TV ads, radio spots and a Facebook page asking “Are You Man Enough?” provoked feminist outrage when the campaign launched last October.
The soda seemed to fly under the radar for a few months, but in the last few weeks there has been a renewed radio and television push for the drink. And Seeds Marketplace has added the soda to its beverages section.
Fellow Trojans: Don’t buy the stuff, lest you reinforce the idea that sexist advertising works. Let Dr. Pepper Ten die — and let it remind other brands to think twice before excluding an entire gender.
Dr Pepper has never been one for conventional advertising. While Coca-Cola has a stranglehold on Santa Claus and polar bears and while Pepsi uses danceclub scenes to hawk its bubbly, Dr Pepper has opted for T-shirt-ready slogans, such as “Wouldn’t you like to be a Pepper, too?” and claymation fairytale support groups. Going non-traditional with a gender-specific campaign like this one is yet another bold move in Dr Pepper’s marketing repertoire, but it might cost them loyal customers.
If Dr Pepper was trying to imitate the Old Spice guy, it missed by a mile. Instead of simply adopting a masculine tone, the ads specifically exclude women. It’s the Little Rascals of diet drinks: No Girls Allowed.
The commercials lay it out clearly: With Dr Pepper Ten, “You can keep the romantic comedies and lady drinks. We’re good.”
By gearing the ads so intensely toward men, Dr Pepper is reducing potential profits. The company is alienating half the soda drinking population before they even pop the tab.
Was launching Dr Pepper Ten and marketing it to an exclusively male customer-base a solid business decision?
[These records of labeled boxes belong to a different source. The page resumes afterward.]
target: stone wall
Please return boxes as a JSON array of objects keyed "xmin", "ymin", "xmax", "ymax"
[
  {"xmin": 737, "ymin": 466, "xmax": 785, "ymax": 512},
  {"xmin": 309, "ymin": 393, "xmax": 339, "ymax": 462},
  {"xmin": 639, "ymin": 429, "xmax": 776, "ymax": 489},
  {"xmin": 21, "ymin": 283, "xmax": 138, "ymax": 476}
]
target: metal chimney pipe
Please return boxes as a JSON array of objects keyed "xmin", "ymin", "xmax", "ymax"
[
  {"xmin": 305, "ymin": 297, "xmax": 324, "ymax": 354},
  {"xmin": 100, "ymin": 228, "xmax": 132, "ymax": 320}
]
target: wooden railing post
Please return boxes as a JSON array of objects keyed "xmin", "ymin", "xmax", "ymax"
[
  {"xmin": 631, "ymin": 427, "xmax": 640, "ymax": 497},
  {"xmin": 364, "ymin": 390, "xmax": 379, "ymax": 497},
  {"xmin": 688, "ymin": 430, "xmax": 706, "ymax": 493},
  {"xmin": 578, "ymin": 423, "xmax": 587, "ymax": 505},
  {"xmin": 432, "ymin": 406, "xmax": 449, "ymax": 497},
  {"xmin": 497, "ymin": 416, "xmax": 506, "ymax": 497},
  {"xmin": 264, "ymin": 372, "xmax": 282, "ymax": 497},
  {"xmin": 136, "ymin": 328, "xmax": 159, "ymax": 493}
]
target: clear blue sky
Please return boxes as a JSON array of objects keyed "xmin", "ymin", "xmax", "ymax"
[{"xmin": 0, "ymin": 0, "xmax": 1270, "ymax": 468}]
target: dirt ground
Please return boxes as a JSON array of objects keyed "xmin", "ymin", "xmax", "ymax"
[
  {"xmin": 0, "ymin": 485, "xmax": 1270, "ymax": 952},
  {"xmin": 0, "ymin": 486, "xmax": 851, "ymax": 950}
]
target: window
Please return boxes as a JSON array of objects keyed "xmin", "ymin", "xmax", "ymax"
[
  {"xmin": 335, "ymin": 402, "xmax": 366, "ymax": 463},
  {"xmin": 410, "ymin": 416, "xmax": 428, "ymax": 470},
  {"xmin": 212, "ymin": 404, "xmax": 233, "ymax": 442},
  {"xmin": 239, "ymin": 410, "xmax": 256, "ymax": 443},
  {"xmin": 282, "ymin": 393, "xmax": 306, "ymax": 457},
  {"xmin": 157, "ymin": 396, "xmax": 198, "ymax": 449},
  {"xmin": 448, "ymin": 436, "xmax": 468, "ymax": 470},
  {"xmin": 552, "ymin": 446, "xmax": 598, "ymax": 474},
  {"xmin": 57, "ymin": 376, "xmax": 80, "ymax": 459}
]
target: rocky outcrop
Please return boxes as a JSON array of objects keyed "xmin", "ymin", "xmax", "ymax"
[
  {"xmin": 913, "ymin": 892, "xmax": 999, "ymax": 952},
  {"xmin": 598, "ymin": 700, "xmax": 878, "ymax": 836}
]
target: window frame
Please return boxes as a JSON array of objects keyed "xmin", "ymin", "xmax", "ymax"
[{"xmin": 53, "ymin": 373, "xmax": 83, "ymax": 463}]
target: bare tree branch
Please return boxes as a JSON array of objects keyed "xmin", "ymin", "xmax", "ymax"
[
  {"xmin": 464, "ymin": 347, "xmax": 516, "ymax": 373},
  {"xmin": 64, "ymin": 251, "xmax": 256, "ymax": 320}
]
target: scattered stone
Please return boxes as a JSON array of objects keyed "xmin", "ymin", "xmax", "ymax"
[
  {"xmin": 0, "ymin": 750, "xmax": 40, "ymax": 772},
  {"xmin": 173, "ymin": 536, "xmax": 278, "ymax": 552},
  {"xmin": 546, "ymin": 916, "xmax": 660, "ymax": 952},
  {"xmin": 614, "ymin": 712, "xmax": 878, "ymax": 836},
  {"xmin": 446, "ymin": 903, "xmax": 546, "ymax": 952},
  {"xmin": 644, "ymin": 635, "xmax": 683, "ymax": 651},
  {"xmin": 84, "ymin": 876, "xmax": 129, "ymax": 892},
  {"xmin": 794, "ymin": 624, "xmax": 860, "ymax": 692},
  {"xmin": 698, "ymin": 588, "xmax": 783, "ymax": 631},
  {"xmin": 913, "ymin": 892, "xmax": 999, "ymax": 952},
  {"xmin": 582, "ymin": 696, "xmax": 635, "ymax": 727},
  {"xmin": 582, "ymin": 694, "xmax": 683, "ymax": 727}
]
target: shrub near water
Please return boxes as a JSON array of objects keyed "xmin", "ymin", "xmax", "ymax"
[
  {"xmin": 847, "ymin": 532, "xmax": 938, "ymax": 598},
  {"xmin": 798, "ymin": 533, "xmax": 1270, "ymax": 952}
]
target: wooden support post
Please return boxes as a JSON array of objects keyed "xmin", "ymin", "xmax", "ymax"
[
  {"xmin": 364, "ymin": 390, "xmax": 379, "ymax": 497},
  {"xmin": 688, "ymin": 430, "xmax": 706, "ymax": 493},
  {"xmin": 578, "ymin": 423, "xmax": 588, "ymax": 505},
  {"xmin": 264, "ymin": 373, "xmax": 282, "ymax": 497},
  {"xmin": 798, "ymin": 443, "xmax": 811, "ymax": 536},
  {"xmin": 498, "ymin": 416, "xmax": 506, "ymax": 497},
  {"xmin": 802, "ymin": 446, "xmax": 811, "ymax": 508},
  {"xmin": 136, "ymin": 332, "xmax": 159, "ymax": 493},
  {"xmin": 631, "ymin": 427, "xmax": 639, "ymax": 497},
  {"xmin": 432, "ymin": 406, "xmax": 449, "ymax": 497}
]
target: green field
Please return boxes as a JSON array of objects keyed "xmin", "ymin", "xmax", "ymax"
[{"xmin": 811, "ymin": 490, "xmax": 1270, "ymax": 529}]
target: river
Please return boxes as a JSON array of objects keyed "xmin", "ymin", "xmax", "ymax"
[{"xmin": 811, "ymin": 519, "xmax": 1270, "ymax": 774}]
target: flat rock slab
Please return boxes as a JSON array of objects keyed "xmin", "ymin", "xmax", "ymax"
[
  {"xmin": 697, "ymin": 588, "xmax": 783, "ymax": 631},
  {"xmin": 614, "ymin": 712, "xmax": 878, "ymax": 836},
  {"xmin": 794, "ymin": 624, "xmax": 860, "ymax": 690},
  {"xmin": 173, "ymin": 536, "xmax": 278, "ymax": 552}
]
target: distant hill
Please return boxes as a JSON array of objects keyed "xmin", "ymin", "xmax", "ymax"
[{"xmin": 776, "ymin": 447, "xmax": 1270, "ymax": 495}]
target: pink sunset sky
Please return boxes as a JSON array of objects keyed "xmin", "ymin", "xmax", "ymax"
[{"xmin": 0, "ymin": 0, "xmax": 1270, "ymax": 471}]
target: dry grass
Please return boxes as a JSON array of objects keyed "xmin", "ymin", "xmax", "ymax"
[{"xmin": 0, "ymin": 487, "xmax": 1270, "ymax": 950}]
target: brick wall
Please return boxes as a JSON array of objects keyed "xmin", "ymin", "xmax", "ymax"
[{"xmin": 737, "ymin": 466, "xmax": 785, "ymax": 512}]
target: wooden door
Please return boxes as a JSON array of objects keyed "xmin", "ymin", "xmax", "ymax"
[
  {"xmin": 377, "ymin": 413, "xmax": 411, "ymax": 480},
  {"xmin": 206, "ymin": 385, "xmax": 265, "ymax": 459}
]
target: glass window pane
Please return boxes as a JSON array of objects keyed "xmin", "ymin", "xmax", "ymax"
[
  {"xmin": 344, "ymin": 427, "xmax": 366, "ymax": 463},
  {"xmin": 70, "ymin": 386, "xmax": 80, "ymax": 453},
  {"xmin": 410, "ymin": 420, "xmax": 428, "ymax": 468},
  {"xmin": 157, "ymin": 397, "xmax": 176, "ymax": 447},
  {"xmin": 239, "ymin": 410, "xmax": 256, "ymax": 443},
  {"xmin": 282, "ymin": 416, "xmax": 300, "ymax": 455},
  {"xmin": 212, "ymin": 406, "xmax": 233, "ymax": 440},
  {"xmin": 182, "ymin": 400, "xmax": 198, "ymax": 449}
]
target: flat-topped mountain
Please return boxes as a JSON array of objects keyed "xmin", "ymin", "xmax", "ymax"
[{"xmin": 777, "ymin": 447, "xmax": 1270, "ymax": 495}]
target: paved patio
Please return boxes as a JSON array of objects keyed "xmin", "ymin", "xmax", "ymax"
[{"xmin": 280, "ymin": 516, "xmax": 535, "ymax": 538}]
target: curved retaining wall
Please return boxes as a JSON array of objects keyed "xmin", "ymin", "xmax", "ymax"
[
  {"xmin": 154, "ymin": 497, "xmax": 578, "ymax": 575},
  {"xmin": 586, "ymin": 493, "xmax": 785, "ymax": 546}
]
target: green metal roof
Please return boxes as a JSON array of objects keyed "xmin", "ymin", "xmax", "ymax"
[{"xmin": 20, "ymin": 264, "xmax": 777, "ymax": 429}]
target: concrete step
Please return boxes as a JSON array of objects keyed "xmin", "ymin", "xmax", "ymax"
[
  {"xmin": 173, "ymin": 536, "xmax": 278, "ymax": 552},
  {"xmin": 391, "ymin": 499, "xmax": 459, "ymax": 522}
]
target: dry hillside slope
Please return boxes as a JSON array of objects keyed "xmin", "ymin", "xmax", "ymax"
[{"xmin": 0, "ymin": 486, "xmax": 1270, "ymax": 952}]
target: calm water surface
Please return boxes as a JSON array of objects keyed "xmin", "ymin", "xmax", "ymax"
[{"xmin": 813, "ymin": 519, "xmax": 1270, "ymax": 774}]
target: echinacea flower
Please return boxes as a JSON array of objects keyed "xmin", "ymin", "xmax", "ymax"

Not even close. Making minute, insignificant changes to an existing product and repackaging it will only compromise the existing market for lower calorie Dr Pepper.
You have to question why anyone saw Dr Pepper Ten as necessary in the first place. According to Dave Fleming, Dr Pepper-Snapple Group’s director of marketing, the company was responding to male consumers’ demand for “a low calorie option with the full flavor of regular Dr Pepper.”
Isn’t the entire Diet Dr Pepper campaign based on the idea that it tastes more like its forebearing full-calorie soda than any other diet drink? To produce another diet soda negates Diet Dr Pepper’s main selling point. It’s not a particularly “girly” advertising strategy, so why go so masculine?
And if the company truly believed that it is not reaching calorie-conscious men with the current Diet Dr Pepper ads, why not just try a different marketing strategy?
It’s better than blindly investing in the cost of researching, producing and marketing an entirely different soda. That is poor business.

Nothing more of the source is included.